Milio Mariño
Eso me siento, una insignificancia de nada en esta España, al borde del precipicio económico, en la que todo el mundo sale corriendo de casa para disfrutar de apenas tres días que luego son un agobio, cuestan una fortuna y, encima, llueve. Ya, pero a pesar de la crisis, el precio de la gasolina y que el tiempo no ayuda, la gente sale pitando y los pocos que no salimos, que debemos ser cuatro gatos, no dejamos de asombrarnos viendo las colas de coches, los aeropuertos abarrotados y las terrazas a rebosar.
Qué coño crisis, aquí lo que hay es dinero a manta. No sé, quizá lo justo o un poco menos, pero si uno no puede tomar el sol, bañarse en la playa, comer langostinos y disfrutar cuatro días? ¿para qué vive? Eso dicen los que aparecen en el telediario mientras los de la otra España, la que pinta Salgado y sobre todo Rajoy, vemos la televisión, avergonzados de que el sueldo, o la pensión, no den para más. Llevan razón los que salen. No tienen culpa de que, a unos cuantos, nos parezca inverosímil que otros sepan administrarse de forma que aun les sobre para darse la vida padre en el puente de mayo, el de septiembre, la inmaculada, vacaciones, navidades, semana santa y cuando se tercie.
¿Cómo lo hacen? Pues no sé, imagino que como apuntaba antes, de forma inverosímil. Como en esas películas en las que el protagonista siempre tiene el dinero exacto para pagar el taxi o la cuenta del restaurante. Si se fijan, nunca se para a recibir el vuelto, sale pitando y allá se las compongan.
Es otra forma de entender la vida. Nosotros, los de la generación de mayo del 68, debemos estar influenciados por la tristeza activa, aquello que decía Cioran de la peligrosa pasión por tomarnos la vida en serio. Así nos va porque lo verdaderamente hermoso es tomarse la vida a broma, vivir en contradicción con la forma en qué nos dicen que tenemos que vivir. Si nos aconsejan que no podemos gastar alegremente y seguir viviendo como si no pasara nada y todos fuéramos ricos, hay que hacer lo contrario. Que se jodan. Que lo hagan ellos, que disfrutan amenazándonos con predicciones catastrofistas. Que nos dejen vivir en paz y se tomen, ahora que ya es primavera, una infusión de trébol. Del trébol común de los prados, que era lo que recomendaba Santa Hildegarda, para la ofuscación de la vista.

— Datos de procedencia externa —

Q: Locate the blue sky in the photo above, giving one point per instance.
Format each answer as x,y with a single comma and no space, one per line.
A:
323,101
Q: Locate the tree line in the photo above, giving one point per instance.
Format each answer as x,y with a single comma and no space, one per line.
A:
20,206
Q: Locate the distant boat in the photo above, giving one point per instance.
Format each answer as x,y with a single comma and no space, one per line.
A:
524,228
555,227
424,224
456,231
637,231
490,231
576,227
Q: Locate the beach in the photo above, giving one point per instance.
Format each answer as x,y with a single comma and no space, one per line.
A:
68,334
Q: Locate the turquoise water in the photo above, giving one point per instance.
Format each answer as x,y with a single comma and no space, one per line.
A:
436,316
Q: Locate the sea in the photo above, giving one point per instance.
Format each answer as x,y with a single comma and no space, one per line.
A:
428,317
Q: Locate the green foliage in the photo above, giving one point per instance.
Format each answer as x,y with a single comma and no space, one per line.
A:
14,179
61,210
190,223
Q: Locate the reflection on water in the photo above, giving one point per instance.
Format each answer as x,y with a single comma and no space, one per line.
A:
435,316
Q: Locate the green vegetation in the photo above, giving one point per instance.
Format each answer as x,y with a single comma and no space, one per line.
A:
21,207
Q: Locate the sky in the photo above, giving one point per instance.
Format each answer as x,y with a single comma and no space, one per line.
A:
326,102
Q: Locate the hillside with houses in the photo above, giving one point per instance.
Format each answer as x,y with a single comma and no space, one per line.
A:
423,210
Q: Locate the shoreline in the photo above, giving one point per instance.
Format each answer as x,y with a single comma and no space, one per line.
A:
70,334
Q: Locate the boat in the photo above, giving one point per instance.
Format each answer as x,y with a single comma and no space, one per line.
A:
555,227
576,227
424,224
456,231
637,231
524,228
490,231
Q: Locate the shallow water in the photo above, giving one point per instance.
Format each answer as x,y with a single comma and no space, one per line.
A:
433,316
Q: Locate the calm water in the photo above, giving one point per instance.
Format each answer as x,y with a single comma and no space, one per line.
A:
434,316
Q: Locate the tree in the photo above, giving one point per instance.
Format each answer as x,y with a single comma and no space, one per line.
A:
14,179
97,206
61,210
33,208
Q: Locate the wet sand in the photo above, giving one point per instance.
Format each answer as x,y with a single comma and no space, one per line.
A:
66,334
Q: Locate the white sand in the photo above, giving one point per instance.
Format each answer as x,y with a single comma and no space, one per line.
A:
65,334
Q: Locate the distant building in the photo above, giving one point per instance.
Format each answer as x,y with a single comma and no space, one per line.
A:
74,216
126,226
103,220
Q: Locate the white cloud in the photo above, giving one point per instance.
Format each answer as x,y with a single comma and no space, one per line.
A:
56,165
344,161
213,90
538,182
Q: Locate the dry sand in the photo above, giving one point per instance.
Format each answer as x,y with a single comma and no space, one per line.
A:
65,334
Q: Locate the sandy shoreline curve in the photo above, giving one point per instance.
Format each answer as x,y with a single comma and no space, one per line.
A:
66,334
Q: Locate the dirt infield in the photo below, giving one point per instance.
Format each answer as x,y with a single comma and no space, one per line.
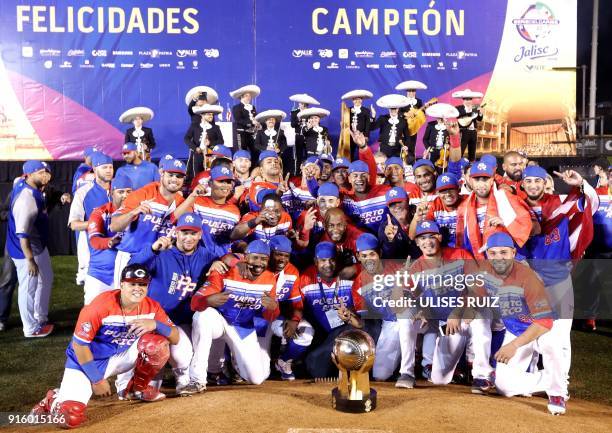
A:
303,407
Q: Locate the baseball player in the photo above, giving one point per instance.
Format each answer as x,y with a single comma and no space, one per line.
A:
139,171
528,318
446,261
26,244
225,308
147,213
86,199
120,330
102,241
331,305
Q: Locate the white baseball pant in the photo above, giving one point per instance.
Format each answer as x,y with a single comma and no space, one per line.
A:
449,349
76,386
93,287
209,325
34,292
121,261
514,379
82,256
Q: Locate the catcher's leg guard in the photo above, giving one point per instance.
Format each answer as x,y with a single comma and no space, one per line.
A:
153,353
71,413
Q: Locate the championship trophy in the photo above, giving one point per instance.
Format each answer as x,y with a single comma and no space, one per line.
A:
353,354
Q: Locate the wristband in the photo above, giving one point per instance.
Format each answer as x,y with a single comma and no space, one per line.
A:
162,329
92,372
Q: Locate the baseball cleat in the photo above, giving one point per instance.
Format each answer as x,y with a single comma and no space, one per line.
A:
44,406
405,381
556,405
481,386
284,367
148,395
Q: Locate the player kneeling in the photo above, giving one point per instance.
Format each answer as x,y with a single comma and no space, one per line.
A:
119,331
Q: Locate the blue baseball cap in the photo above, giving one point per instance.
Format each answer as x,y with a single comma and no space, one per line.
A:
446,181
329,189
89,151
129,147
482,169
367,241
258,247
341,163
33,166
394,160
534,171
424,227
358,167
395,195
325,250
173,166
121,182
189,221
99,158
423,163
221,150
241,154
280,243
267,154
221,173
499,239
489,159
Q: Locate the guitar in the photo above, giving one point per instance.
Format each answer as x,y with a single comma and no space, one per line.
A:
416,117
466,120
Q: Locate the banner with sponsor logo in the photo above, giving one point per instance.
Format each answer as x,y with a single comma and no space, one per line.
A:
68,70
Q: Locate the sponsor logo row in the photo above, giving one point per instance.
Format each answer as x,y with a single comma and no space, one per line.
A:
344,53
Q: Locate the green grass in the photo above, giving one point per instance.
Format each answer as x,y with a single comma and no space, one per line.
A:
28,367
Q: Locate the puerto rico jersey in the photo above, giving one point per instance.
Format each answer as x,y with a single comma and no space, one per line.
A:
602,222
220,219
103,325
141,174
322,298
522,297
101,257
244,302
145,230
176,276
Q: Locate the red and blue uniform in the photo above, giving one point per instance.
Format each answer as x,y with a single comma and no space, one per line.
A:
147,228
104,327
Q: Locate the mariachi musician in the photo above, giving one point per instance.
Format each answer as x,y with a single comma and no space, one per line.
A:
202,137
316,136
436,137
303,101
408,112
270,136
139,134
198,96
243,117
393,127
360,116
468,116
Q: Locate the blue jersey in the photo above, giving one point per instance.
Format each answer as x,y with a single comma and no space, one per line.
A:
103,326
175,278
322,298
141,174
27,219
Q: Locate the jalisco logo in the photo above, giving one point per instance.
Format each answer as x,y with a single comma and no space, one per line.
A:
536,26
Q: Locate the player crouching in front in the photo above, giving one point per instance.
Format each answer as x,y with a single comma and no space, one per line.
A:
119,331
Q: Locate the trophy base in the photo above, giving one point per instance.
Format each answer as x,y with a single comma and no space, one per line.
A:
343,404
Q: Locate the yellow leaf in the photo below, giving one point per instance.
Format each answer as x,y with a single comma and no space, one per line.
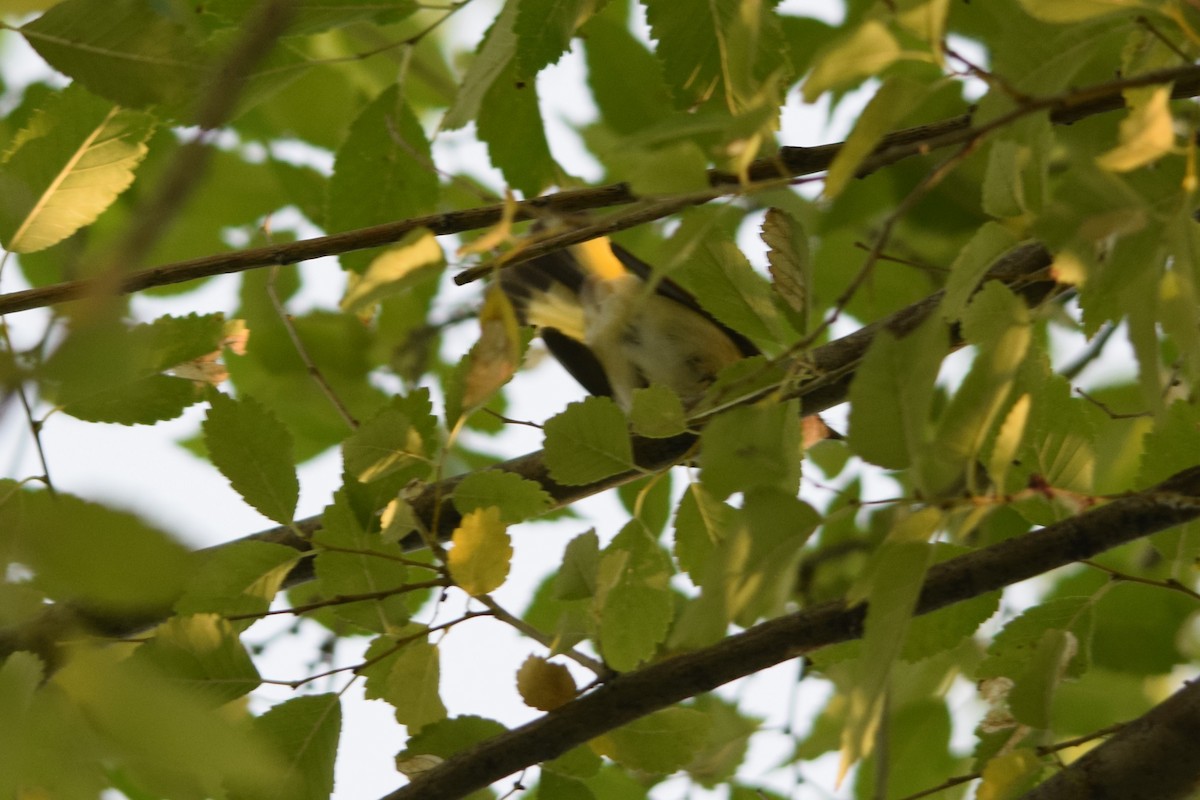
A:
479,560
394,270
1009,775
1075,11
545,685
1146,134
864,53
493,359
497,234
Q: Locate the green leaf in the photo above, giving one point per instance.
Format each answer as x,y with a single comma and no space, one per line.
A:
587,443
517,499
701,523
253,450
544,30
576,579
753,447
999,324
123,49
729,288
71,162
891,395
1173,445
407,675
1075,11
893,587
947,627
101,559
238,578
449,737
397,443
511,126
397,270
675,167
972,263
660,743
1032,693
649,500
625,78
725,747
203,653
383,172
483,552
1014,647
894,100
790,260
363,564
305,732
864,52
724,48
492,58
1121,617
634,621
1009,775
633,600
168,741
657,413
315,16
1018,168
552,786
106,372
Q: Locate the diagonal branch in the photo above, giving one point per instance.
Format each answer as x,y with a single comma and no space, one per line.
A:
789,162
831,368
1151,758
637,693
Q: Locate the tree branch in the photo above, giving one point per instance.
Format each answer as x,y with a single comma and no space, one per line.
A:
635,695
1151,758
789,162
831,368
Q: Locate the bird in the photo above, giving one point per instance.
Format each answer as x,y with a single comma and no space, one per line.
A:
617,328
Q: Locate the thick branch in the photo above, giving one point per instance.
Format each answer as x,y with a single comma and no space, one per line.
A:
635,695
789,162
831,366
1151,758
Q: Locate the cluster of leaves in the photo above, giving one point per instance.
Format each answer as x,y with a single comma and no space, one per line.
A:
973,461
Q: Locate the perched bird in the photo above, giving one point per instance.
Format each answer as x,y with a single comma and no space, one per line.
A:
598,316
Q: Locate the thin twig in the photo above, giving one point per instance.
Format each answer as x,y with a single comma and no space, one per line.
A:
190,163
303,352
1095,348
387,654
1170,583
598,668
790,162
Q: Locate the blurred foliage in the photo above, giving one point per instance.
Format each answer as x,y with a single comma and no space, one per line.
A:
348,121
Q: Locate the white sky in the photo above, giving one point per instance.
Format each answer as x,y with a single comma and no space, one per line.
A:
144,470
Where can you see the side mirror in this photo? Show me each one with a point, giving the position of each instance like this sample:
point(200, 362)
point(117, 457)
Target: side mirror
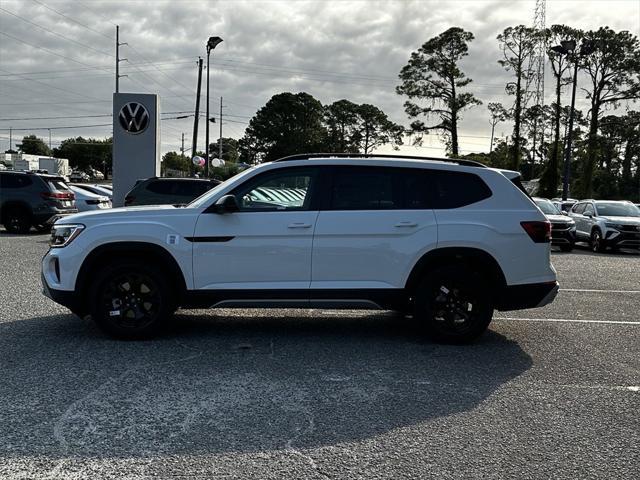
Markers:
point(226, 204)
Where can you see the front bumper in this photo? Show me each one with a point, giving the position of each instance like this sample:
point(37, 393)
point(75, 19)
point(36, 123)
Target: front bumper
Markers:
point(532, 295)
point(63, 297)
point(622, 238)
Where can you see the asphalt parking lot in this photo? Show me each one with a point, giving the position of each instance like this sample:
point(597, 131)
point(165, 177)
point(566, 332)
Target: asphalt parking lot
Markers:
point(547, 393)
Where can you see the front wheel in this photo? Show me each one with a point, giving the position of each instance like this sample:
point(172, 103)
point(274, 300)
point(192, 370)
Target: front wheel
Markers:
point(131, 300)
point(453, 304)
point(597, 244)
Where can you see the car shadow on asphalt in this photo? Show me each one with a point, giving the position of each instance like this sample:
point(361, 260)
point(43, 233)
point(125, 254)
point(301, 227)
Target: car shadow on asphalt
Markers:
point(234, 383)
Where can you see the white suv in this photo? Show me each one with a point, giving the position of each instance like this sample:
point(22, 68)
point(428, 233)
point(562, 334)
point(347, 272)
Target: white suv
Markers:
point(447, 241)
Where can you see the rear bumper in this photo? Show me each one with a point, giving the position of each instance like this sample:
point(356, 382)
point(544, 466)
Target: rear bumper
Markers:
point(532, 295)
point(563, 237)
point(623, 239)
point(49, 218)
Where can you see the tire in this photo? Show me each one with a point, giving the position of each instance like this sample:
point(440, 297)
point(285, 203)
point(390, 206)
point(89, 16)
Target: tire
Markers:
point(453, 305)
point(17, 220)
point(131, 300)
point(596, 243)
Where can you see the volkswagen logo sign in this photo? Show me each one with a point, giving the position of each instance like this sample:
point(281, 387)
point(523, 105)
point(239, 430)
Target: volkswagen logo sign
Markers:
point(134, 118)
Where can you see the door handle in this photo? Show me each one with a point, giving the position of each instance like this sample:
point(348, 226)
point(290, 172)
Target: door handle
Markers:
point(406, 224)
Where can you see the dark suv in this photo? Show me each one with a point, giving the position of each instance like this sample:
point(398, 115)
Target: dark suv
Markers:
point(167, 191)
point(29, 199)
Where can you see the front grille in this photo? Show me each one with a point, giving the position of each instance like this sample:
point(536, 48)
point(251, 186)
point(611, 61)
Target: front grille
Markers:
point(560, 226)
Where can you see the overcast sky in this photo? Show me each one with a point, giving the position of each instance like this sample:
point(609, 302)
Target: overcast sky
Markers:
point(57, 57)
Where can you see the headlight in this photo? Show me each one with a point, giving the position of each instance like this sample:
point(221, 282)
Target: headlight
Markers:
point(63, 235)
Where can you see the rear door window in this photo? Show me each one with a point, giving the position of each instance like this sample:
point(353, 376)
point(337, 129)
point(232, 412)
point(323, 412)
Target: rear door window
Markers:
point(161, 187)
point(578, 208)
point(365, 188)
point(57, 184)
point(15, 181)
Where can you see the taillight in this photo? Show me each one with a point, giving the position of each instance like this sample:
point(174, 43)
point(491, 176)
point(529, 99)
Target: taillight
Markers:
point(57, 195)
point(540, 232)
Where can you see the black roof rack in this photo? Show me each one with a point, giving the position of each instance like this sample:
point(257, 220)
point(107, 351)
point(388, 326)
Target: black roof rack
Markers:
point(308, 156)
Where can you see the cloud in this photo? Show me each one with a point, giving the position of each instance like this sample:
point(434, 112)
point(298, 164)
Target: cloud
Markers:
point(332, 50)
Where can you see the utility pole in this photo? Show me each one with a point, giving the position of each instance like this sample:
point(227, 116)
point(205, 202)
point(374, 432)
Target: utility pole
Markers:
point(566, 171)
point(220, 141)
point(118, 59)
point(194, 144)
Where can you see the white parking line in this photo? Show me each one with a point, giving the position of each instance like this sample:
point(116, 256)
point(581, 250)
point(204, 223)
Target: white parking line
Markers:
point(568, 320)
point(587, 290)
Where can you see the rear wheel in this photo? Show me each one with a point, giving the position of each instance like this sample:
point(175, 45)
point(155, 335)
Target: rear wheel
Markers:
point(453, 304)
point(17, 220)
point(597, 244)
point(131, 300)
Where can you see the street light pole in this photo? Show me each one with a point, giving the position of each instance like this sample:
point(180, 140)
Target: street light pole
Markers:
point(211, 44)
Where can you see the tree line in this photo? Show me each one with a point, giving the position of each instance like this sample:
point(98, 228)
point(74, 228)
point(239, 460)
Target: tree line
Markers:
point(606, 137)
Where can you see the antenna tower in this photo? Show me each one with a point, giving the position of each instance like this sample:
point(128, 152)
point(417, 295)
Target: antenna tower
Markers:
point(536, 82)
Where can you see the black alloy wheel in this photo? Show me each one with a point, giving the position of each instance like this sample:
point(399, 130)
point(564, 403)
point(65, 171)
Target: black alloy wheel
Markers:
point(131, 301)
point(454, 305)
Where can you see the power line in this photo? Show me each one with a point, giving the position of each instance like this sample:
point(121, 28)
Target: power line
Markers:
point(93, 68)
point(71, 19)
point(55, 33)
point(47, 50)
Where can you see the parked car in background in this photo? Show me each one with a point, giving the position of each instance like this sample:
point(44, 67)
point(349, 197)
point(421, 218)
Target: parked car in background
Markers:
point(564, 205)
point(167, 191)
point(607, 223)
point(563, 228)
point(96, 174)
point(78, 176)
point(86, 201)
point(97, 189)
point(33, 200)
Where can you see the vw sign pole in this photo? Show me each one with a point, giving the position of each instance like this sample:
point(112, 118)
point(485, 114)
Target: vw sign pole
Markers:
point(136, 141)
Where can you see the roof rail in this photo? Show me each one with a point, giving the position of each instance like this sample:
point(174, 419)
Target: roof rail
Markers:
point(308, 156)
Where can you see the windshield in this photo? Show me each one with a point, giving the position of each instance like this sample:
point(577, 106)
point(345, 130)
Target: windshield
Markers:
point(617, 210)
point(203, 199)
point(547, 207)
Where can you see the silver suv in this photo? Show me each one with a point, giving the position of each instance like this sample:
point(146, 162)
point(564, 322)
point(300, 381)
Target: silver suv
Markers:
point(607, 223)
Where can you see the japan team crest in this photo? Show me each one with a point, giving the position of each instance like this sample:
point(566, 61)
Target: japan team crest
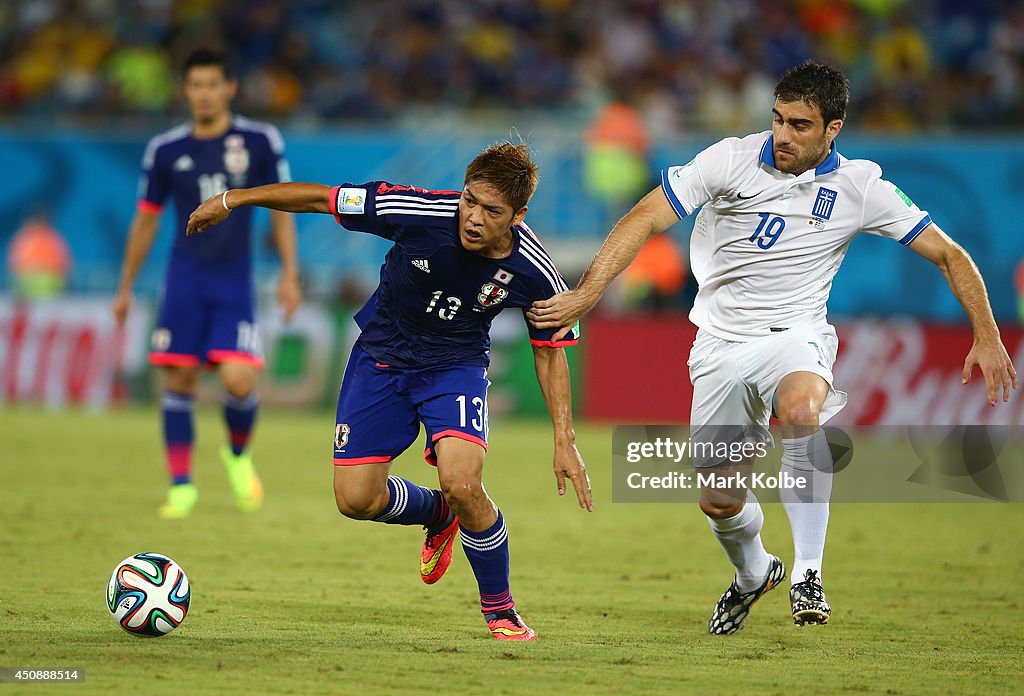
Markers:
point(492, 294)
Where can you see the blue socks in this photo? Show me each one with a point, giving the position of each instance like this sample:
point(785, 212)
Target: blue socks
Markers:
point(178, 437)
point(487, 552)
point(240, 415)
point(411, 504)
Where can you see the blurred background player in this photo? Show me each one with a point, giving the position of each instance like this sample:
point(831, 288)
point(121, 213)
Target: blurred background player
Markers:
point(207, 315)
point(422, 357)
point(39, 259)
point(777, 212)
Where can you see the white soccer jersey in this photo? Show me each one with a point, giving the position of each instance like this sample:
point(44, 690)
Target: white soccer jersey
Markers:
point(766, 244)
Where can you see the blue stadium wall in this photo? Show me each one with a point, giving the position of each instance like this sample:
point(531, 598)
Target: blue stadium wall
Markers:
point(973, 187)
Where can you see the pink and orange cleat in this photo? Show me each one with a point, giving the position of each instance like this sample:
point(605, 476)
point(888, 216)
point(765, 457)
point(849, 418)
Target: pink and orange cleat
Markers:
point(436, 555)
point(508, 625)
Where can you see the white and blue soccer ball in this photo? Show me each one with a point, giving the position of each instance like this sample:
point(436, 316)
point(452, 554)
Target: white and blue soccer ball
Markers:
point(148, 595)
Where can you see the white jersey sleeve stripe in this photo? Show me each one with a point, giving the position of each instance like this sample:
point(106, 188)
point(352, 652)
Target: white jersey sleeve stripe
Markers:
point(918, 229)
point(176, 133)
point(418, 199)
point(555, 281)
point(669, 193)
point(268, 130)
point(542, 256)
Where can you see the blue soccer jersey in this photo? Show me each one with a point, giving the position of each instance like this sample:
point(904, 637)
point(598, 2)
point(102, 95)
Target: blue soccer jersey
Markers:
point(208, 311)
point(436, 300)
point(190, 170)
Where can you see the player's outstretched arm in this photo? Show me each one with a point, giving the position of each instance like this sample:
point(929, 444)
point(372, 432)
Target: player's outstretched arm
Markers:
point(553, 375)
point(140, 235)
point(988, 353)
point(651, 215)
point(290, 198)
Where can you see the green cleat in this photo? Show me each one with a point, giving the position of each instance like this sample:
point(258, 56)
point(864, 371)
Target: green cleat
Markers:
point(180, 499)
point(246, 484)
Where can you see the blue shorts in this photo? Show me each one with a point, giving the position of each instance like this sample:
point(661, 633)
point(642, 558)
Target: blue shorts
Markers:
point(380, 408)
point(206, 318)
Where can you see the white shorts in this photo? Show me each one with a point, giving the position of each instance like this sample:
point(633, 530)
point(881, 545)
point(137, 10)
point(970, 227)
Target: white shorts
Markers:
point(734, 383)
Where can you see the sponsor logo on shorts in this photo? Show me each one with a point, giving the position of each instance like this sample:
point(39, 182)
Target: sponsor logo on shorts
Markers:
point(161, 340)
point(341, 432)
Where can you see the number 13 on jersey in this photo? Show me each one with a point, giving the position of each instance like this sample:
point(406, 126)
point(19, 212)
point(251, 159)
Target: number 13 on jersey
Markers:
point(475, 416)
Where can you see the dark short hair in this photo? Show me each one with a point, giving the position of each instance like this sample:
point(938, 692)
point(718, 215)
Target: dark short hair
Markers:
point(507, 168)
point(207, 56)
point(817, 84)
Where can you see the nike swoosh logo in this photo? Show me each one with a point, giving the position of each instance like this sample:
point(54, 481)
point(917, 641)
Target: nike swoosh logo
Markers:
point(427, 568)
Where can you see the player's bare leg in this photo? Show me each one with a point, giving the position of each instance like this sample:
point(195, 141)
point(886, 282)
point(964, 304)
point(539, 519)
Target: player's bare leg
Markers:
point(241, 404)
point(484, 538)
point(736, 519)
point(360, 490)
point(799, 399)
point(366, 491)
point(176, 405)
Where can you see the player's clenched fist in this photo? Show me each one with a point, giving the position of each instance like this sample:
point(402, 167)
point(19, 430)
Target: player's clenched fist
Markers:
point(211, 212)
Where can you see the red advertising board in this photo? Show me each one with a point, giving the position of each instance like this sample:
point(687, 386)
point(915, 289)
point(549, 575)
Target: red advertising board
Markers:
point(895, 373)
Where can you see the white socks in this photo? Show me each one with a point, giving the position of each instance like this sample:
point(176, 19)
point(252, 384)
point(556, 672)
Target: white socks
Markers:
point(808, 508)
point(740, 537)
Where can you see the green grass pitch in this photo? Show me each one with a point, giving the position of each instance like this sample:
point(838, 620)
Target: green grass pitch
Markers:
point(296, 599)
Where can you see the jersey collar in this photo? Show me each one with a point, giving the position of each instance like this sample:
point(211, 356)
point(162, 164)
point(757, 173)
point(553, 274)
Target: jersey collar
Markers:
point(830, 163)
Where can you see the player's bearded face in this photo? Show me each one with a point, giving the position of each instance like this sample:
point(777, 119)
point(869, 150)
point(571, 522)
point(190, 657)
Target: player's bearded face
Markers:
point(485, 220)
point(801, 139)
point(208, 92)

Hacen bien. Si todos hiciéramos como ellos, si cogiéramos la maleta y saliéramos pitando, sin preocuparnos de nada ni reparar en gastos, seguro que la cosa iba mejor. Es más, estoy por apostar que si aún no hemos caído en el pozo del rescate económico se lo debemos a esos valientes que son capaces de lo inverosímil. Es decir, de aquello que no parece que nadie pueda hacer y, luego, nos enteramos que hay gente que si lo hace.
Tres días pasan volando pero palabra que me he sentido pulga. Ahora, con todos en casa, ya me siento mejor. Pienso, incluso, que tengo que recuperar la ilusión y embarcarme en algo inverosímil. En algo como aquello que contaba, no recuerdo si Mihura o Jardiel Poncela, de un pueblo de la meseta castellana que reclamaba a las autoridades la llegada del mar para hacer realidad lo que siempre habían soñado: ser pescadores.